James Sturm: Les raisons sont sans importance

James Sturm est dessinateur et co-fondateur du Center for Cartoon Studies a White River Junction, Vermont. Il est l’auteur du roman graphique le plus vendu et prime The Golem’s Mighty Swing, elu meilleur roman graphique de 2000 par le magazine Time. En 2007, sa trilogie de romans graphiques historiques a ete rassemblee dans un volume intitule James Sturm’s America: God, Gold, and Golems.

J’aime la question « Pourquoi faites-vous de l’art ? » parce qu’il suppose que ce que je fais est de l’art. Une hypothese flatteuse. La question me ramene egalement a ma premiere annee d’universite, ou des questions telles que « Qu’est-ce que la nature? » » et « La realite est-elle une vague ou un cercle ? ont ete serieusement debattus (generalement tard dans la nuit et apres avoir fume trop d’herbe).

Vingt-cinq ans plus tard, j’aime a penser que je suis un peu plus lucide sur cette question. Peut-etre que la seule idee que j’ai acquise est la connaissance que je n’ai aucune idee et, deuxiemement, les raisons sont sans importance. Selon mon humeur, un jour donne, je pourrais attribuer la pratique de l’art a une impulsion mentale elevee de se connecter avec les autres ou de comprendre le monde ou a un mecanisme d’adaptation narcissique ou a un desir d’etre celebre ou a une therapie ou a ma discipline religieuse ou a donner un sentiment de controle ou un desir de ceder le controle, etc., etc., etc.

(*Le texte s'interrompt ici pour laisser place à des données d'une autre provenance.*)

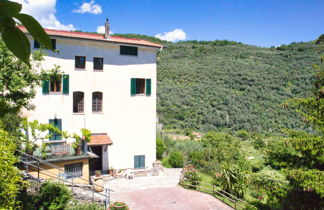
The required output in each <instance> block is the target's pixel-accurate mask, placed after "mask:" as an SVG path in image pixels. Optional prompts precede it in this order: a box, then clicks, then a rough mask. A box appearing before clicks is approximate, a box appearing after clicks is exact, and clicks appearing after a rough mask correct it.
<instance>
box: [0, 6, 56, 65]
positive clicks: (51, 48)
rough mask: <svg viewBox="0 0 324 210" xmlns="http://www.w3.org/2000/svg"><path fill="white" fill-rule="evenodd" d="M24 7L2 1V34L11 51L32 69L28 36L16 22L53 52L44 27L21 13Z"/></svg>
mask: <svg viewBox="0 0 324 210" xmlns="http://www.w3.org/2000/svg"><path fill="white" fill-rule="evenodd" d="M21 9H22V5H21V4H19V3H16V2H11V1H7V0H2V1H0V33H1V35H2V40H3V41H4V43H5V44H6V45H7V47H8V48H9V50H10V51H11V52H12V53H13V54H14V55H15V56H16V57H17V58H19V59H20V60H21V61H23V62H24V63H26V64H27V65H28V66H29V67H30V63H29V57H30V44H29V41H28V39H27V37H26V35H25V34H24V33H23V32H22V31H21V30H20V29H18V28H17V27H16V21H15V19H16V20H18V21H19V22H20V23H21V24H22V25H24V26H25V27H26V29H27V30H28V32H29V33H30V34H31V35H32V36H33V38H34V39H35V40H37V41H38V42H39V43H41V44H42V45H43V46H44V47H46V48H48V49H51V50H53V47H52V44H51V40H50V38H49V36H48V35H47V34H46V32H45V31H44V29H43V28H42V26H41V25H40V24H39V23H38V22H37V21H36V20H35V19H34V18H33V17H32V16H30V15H27V14H23V13H20V11H21Z"/></svg>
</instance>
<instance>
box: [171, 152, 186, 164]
mask: <svg viewBox="0 0 324 210" xmlns="http://www.w3.org/2000/svg"><path fill="white" fill-rule="evenodd" d="M169 163H170V164H171V166H172V167H174V168H182V167H183V155H182V153H180V152H171V153H170V156H169Z"/></svg>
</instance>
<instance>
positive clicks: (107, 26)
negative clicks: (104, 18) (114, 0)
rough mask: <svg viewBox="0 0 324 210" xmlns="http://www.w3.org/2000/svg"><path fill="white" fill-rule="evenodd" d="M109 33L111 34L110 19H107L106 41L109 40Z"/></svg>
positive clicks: (106, 24) (106, 20)
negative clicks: (110, 31) (109, 21)
mask: <svg viewBox="0 0 324 210" xmlns="http://www.w3.org/2000/svg"><path fill="white" fill-rule="evenodd" d="M109 32H110V24H109V19H108V18H106V23H105V39H109V38H110V36H109Z"/></svg>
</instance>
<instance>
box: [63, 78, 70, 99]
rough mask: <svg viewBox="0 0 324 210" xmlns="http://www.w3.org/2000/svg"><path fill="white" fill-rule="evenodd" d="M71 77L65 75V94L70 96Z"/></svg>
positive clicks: (64, 85) (64, 79) (64, 84)
mask: <svg viewBox="0 0 324 210" xmlns="http://www.w3.org/2000/svg"><path fill="white" fill-rule="evenodd" d="M69 83H70V82H69V75H68V74H64V75H63V94H69V85H70V84H69Z"/></svg>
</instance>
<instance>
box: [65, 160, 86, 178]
mask: <svg viewBox="0 0 324 210" xmlns="http://www.w3.org/2000/svg"><path fill="white" fill-rule="evenodd" d="M82 166H83V164H82V163H74V164H67V165H65V166H64V172H65V173H66V179H71V178H74V177H82V175H83V173H82Z"/></svg>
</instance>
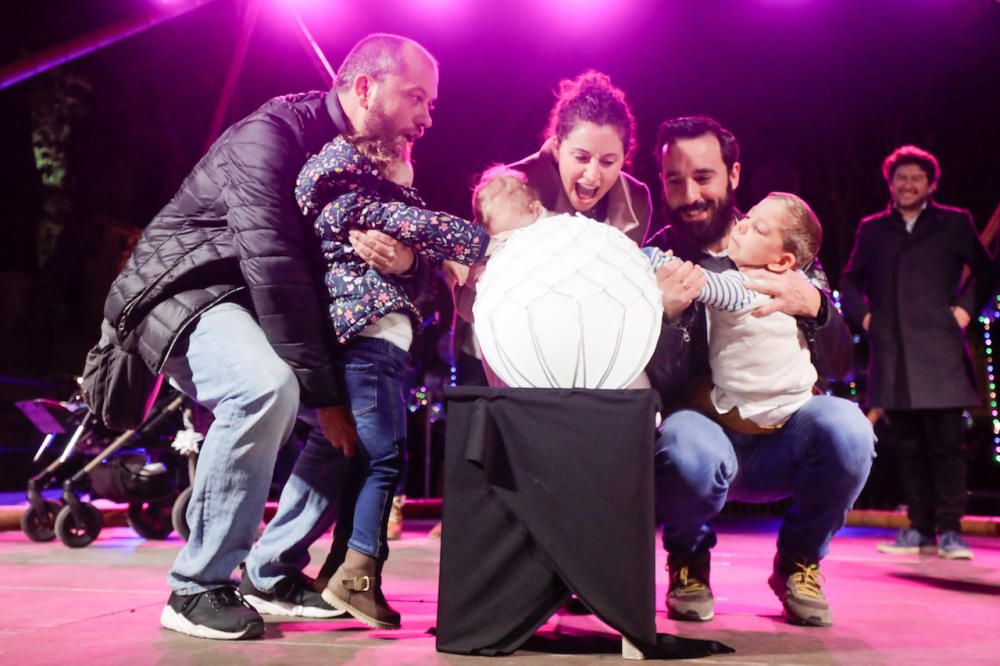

Quelle que soit la raison, une compulsion interieure existe et je continue d’honorer cet imperatif interieur. Si je ne le faisais pas, je me sentirais vraiment horrible. Je serais un homme brise. Donc, que tenter de faire de l’art soit noble ou egoiste, il n’en reste pas moins que je le ferai quand meme. Tout ce qui depasse cette declaration est de la speculation. J’aurais peur qu’en proclamant pourquoi je fais de l’art, je genere ma propre propagande.

KRS-One : le hip-hop est au-dela du temps, au-dela de l’espace

Lawrence Krisna Parker, mieux connu sous son nom de scene KRS-One, est largement considere par les critiques et autres MC comme l’une des figures les plus influentes du hip hop. Aux Black Entertainment Television Awards 2008, KRS-One a recu le Lifetime Achievement Award pour son rap et son activisme.

Je suis ne comme ca, ne pour faire de l’art, pour faire du hip hop. Et je pense que je suis juste l’une des personnes qui ont eu le courage de rester avec mon identite nee. Le hip hop me garde fidele a moi-meme, me garde humain.

Le hip hop est a l’oppose de la technologie. Le hip hop est ce que fait le corps humain : Breaking, DJing, graffiti. Les breakdances du corps humain, tu ne peux pas enlever ca. Le DJing n’est pas une technologie ; c’est l’intelligence humaine plutot que la technologie : couper, melanger, gratter. C’est physique. La manipulation de la technologie est ce que font les humains, c’est de l’art.

Ou prenez l’ecriture de graffitis. Mets un ecrit dans la main de n’importe quel enfant a l’age de deux ou trois ans. Ils n’ecriront pas sur un papier comme on leur apprendra plus tard a le faire, ils ecriront sur les murs. Ils jouent juste. C’est humain. Le graffiti vous rappelle votre humanite lorsque vous griffonnez votre expression personnelle sur le mur. Le hip hop nous aide a voir les choses du monde d’une nouvelle maniere.

C’est pourquoi le hip hop m’a garde jeune. Cela ne vous permet pas de grandir trop vite. Le hip hop est au-dela du temps, au-dela de l’espace. C’est pourquoi je fais du hip hop.